- AnalyticsIQ identified four pandemic personas — on guard cynics, careful optimists, remiss pessimists and lax dreamers — in a new report, “Pandemic Personas,” shared with Marketing Dive that aims to help marketers understand consumer psychology in the current moment.
- Twenty-eight percent of consumers are on guard cynics, which have a protective and negative attitude. This group includes people ages 25-64, but 18-24 year olds are twice as likely to have a cynical outlook. Seventy-five percent of these consumers are democrats. Twenty-three percent of consumers are careful optimists, who adopt protective behaviors but remain positive. Eighty-eight percent of this group is above the age of 45 and this persona skews female.
- Thirty percent of consumers are considered lax dreamers. These people have a bright outlook and remain positive without practicing protective behaviors. The majority of this group are married men, with 82% of this audience aged 45 or older. Consumers living in small rural towns or farming communities are twice as likely to be considered lax dreamers. Nineteen percent of consumers are remiss pessimists, a group with a negative outlook about the pandemic that does not participate in protective behaviors. This group is made up of mostly single men aged 25-64 who are high earners and tend to live in urban or suburban areas.
Marketing during a time of crisis is not easy, and as brands look to navigate the complex environment, it helps to have a clear understanding of who they are talking to. AnalyticsIQ developed these personas to help advertisers understand how core demographics might be feeling about the pandemic so that they can adjust their messaging accordingly.
For instance, a careful optimist is prioritizing purchasing masks, gloves and herbal products, whereas on guard cynics are spending on soap and sanitizer, OTC medication and masks. Politically independent remiss pessimists, on the other hand, are opening their wallets for alcohol, DIY projects and apparel. Lax dreamers are spending on household cleaners, groceries and medications, with these conservative consumers behaving as though it is business as usual.

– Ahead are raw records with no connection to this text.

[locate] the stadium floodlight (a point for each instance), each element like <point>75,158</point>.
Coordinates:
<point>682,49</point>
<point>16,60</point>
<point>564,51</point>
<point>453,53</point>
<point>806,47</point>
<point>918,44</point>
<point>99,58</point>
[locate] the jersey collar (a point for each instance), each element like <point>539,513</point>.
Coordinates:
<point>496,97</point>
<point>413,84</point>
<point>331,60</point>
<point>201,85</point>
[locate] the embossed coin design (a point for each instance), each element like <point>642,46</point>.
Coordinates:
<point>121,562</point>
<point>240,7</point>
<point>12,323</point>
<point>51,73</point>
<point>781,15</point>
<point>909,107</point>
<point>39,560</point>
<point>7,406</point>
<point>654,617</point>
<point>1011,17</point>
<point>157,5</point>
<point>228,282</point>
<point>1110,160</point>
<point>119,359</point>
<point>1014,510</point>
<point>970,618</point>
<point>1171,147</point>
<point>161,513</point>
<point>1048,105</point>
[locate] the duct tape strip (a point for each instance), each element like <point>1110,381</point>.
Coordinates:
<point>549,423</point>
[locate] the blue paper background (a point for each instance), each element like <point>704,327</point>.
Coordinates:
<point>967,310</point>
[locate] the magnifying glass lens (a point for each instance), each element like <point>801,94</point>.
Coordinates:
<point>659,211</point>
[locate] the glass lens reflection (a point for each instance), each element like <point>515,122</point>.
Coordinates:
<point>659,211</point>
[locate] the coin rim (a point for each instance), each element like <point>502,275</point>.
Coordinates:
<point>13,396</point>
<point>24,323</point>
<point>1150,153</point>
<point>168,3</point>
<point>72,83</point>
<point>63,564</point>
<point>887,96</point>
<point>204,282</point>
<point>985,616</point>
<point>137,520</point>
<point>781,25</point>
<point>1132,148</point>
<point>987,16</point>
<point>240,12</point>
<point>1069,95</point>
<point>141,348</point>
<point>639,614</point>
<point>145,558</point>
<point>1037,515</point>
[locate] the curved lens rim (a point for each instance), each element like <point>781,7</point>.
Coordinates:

The research also highlights how the different personas are coping during the health crisis. Careful optimists are journaling, meditating and calling family; on guard cynics — who are more likely to include non-medicinal techniques in their health and wellness routine — are drinking alcohol, playing music and cleaning; lax dreamers are praying as well as listening to and playing music, while remiss pessimists are drinking alcohol, eating and cleaning.
What constitutes a good message during the crisis has been an evolving story. In the first weeks of the health crisis, brands that focused on how they were supporting their employees and communities earned high empowerment metrics according to Ace Metrix, with Ford and Guinness ranking high on its list of early standouts. As time has worn on, consumers are still open to COVID-19 messaging, with Verizon’s Pay It Forward earning the mark as the most empowering ad with COVID-19 messaging in April.
But in time, consumers started to grow fatigued with coronavirus-related ads. By May, a sense of sameness and exploitation had set in, Ace Metrix found. At this point, ads related to the pandemic had a harder time breaking through.
As the pandemic wears on, so too does the need for more nuanced messaging. Pinpointing different pandemic personas can help brands identify where their customers fit and create more relevant messages.